The testing pyramid provides insight into various test types, but it doesn’t imply that you should use all of them or that some are inherently better than others. Like many aspects of software development, your choice should align with your specific context.

A recommended heuristic is to aim for the fastest possible feedback loop.

Detailed Description

  • Function/Method tests: These tests focus on verifying the behaviour of individual methods, offering fast and highly isolated feedback. They are typically used to validate core logic and handle exceptional cases.

  • Unit tests: Testing specific “units of work,” which can encompass a set of methods or classes providing cohesive functionality to the system. While method-level tests are a subset of unit tests, the latter can involve multiple classes and methods, focusing on one main functionality while testing in isolation, minimizing the need for external functionality stubbing/mocking2.

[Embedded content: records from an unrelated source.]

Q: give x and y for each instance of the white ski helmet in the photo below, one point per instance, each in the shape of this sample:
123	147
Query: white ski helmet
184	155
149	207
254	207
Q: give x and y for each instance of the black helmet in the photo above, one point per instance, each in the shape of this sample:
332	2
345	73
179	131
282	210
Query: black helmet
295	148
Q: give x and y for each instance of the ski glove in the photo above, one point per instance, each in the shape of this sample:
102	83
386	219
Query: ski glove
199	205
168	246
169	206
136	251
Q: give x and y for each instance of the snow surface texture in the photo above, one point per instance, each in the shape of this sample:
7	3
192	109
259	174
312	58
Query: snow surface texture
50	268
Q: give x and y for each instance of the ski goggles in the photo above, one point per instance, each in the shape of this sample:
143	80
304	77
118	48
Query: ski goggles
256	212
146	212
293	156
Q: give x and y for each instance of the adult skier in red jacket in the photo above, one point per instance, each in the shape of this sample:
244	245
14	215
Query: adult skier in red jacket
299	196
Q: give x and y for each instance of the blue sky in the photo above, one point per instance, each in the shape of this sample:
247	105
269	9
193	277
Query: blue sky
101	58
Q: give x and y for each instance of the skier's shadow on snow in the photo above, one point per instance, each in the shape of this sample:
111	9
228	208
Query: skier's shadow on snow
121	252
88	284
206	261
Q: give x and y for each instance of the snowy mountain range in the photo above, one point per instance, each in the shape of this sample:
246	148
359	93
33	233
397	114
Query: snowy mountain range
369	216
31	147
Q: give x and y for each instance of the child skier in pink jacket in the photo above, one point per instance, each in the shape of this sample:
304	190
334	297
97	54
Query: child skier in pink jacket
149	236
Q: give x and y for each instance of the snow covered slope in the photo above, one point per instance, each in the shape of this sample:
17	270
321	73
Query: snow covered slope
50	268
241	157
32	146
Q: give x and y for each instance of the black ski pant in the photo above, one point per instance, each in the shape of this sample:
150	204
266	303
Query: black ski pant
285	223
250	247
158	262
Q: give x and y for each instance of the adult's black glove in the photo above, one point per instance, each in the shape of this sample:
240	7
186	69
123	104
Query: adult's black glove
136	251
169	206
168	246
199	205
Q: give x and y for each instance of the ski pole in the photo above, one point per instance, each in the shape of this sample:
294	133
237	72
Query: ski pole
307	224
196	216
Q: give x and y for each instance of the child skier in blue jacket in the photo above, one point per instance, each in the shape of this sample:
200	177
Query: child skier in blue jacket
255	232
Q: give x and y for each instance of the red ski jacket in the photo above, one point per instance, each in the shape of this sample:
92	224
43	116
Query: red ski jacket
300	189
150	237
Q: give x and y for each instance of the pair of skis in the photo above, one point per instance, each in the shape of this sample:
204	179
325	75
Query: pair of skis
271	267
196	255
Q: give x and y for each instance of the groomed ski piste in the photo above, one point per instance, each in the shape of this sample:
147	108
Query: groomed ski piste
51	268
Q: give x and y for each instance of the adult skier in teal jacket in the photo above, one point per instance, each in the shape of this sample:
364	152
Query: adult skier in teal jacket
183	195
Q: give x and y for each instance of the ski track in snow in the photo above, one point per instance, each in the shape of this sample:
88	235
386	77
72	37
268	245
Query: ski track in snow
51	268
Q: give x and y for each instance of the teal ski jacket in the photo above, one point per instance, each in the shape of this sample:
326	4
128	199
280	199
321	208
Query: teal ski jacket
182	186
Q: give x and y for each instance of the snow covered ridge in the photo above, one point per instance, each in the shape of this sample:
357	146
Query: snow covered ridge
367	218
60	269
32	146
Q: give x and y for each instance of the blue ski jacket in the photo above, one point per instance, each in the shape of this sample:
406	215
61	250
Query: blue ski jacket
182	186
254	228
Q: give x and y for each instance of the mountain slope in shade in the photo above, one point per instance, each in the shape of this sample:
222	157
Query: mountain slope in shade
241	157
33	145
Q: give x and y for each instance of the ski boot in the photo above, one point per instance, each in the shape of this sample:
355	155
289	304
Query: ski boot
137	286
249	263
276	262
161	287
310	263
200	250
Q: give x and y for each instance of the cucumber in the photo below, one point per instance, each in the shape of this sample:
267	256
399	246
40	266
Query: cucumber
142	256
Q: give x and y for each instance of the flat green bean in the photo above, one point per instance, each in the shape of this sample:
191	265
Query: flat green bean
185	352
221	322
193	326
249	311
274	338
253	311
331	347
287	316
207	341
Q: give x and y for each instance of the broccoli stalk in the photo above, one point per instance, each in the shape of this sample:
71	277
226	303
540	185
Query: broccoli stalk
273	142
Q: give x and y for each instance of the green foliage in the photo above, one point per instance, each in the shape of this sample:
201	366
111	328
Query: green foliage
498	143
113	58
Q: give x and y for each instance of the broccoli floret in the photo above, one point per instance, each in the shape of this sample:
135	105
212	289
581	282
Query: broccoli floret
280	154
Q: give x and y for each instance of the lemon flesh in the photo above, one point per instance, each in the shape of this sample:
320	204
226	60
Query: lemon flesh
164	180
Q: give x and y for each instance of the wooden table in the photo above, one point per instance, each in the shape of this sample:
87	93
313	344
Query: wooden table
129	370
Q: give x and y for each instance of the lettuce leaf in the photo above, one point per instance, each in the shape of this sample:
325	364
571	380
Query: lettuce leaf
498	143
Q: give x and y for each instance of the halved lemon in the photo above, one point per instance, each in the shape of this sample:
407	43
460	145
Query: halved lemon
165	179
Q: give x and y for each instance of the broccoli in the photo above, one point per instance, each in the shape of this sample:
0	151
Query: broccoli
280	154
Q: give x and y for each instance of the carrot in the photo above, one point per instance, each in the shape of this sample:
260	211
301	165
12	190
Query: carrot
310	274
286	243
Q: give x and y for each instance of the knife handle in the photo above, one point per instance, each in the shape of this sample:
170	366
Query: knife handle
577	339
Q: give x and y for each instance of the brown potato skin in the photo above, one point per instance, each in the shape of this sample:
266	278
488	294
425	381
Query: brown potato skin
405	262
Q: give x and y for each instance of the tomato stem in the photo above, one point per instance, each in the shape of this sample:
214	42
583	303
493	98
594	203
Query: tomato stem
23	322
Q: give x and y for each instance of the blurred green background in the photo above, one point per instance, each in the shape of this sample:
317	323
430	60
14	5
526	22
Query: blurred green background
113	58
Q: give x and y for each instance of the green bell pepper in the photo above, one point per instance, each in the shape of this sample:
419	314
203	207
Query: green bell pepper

  • Acceptance tests: These determine when a particular feature is ready for deployment, spanning across multiple units to ensure correct implementation. It’s good practice to cover both expected “happy flow” and main “exception flow” cases in these tests. They are sometimes referred to as “service tests,” “contract tests,” or “customer tests” in specific architectures, where external interactions are stubbed out, but internal code is used.

  • Integration tests: These validate the connection to external systems, typically via a test implementation or a low-footprint approach. Integration tests are slower and more resource-intensive due to increased setup requirements. It’s advisable to limit the use of integration tests to specific cases.

  • Smoke tests: Performed during system launch to ensure every component initializes correctly. They are not meant to test functionality but rather to provide minimal validation that the system is operational. Smoke tests are often executed before resource-intensive tests. If smoke tests fail, it indicates an issue during system initialization, and running further tests would be inefficient until the system stabilizes.

  • E2E tests: End-to-end tests validate the entire system in a live environment, ensuring that all modules interact as intended and accurately representing real-world use cases. While valuable for comprehensive validation, they require a substantial setup time and have a longer execution duration, resulting in delayed feedback, particularly for complex systems. These tests generally do not validate user interface logic and visuals, but stick to using machine-to-machine entrypoints.

  • Performance tests: Also referred to as “load tests,” these are end-to-end (E2E) tests that employ large volumes of data or requests to evaluate the system’s behaviour when subjected to heavy usage. Performance tests serve as a means to assess the runtime efficiency of your systems, particularly under extreme conditions, and to identify bottlenecks or performance degradation within the system.

  • UI tests: User Interface tests, often abbreviated as UI tests, belong to the category of end-to-end tests that interact with the system through its graphical user interface (if available). These tests require specialized tooling, such as browser-control software, to be executed automatically. UI tests mimic user behaviour by navigating through the user interface, verifying that the UI accurately displays the expected results and maintains its intended appearance. However, UI tests are challenging to set up, have a lengthy execution time, and are known for their fragility, as even minor alterations to the UI structure can lead to test failures3.

  • Exploratory tests: These are manual tests aimed at uncovering unexpected behaviours or system properties that may not have been previously known. They are designed to reveal unusual situations, such as using extreme or nonsensical values, and are best conducted by individuals who were not directly involved in the system’s creation to avoid unintentional bias towards expected behaviours.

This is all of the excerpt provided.